Advances in Statistical Climatology, Meteorology and Oceanography (Oct 2024)

A robust approach to Gaussian process implementation

  • J. Mukangango,
  • A. Muyskens,
  • B. W. Priest

DOI
https://doi.org/10.5194/ascmo-10-143-2024
Journal volume & issue
Vol. 10
pp. 143 – 158

Abstract

Read online

Gaussian process (GP) regression is a flexible modeling technique used to predict outputs and to capture uncertainty in the predictions. However, the GP regression process becomes computationally intensive when the training spatial dataset has a large number of observations. To address this challenge, we introduce a scalable GP algorithm, termed MuyGPs, which incorporates nearest-neighbor and leave-one-out cross-validation during training. This approach enables the evaluation of large spatial datasets with state-of-the-art accuracy and speed in certain spatial problems. Despite these advantages, conventional quadratic loss functions used in the MuyGPs optimization, such as root mean squared error (RMSE), are highly influenced by outliers.

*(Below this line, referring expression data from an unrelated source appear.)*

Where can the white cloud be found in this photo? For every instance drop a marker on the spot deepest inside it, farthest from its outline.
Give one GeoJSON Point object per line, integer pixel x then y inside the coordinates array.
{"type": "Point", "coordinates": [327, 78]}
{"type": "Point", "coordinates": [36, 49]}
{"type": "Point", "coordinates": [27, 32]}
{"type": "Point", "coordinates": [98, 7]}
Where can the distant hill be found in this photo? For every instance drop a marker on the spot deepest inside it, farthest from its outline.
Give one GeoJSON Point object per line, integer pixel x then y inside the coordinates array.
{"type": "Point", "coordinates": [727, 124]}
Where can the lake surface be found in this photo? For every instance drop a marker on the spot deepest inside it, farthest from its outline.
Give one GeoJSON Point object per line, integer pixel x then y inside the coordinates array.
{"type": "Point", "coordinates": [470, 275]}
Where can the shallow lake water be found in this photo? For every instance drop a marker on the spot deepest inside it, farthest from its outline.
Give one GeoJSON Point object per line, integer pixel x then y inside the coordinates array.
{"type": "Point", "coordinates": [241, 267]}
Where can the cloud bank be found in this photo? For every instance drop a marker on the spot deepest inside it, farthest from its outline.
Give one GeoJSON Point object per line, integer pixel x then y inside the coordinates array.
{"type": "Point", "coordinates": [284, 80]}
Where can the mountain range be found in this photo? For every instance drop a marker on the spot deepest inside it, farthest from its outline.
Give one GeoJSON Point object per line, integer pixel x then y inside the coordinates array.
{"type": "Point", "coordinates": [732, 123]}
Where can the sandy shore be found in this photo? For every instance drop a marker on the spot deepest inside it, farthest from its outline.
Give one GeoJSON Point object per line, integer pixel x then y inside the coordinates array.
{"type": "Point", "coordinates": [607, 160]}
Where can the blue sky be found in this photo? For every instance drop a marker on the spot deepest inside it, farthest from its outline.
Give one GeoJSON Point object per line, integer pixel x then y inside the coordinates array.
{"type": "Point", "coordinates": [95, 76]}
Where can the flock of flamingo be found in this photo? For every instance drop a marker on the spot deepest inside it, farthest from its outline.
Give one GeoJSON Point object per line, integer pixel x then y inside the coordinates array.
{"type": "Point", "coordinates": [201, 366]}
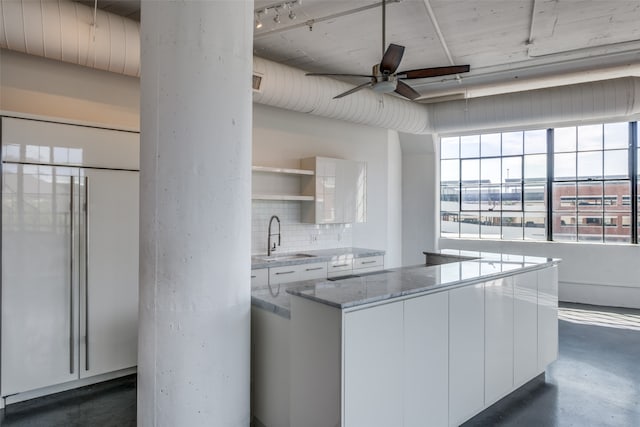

We explore the behavior of MuyGPs in cases involving outlying observations and, subsequently, develop a robust approach to handle and mitigate their impact. Specifically, we introduce a novel leave-one-out loss function based on the pseudo-Huber function (LOOPH) that effectively accounts for outliers in large spatial datasets within the MuyGPs framework. Our simulation study shows that the LOOPH loss method maintains accuracy despite outlying observations, establishing MuyGPs as a powerful tool for mitigating unusual observation impacts in the large data regime. In the analysis of US ozone data, MuyGPs provides accurate predictions and uncertainty quantification, demonstrating its utility in managing data anomalies. Through these efforts, we advance the understanding of GP regression in spatial contexts.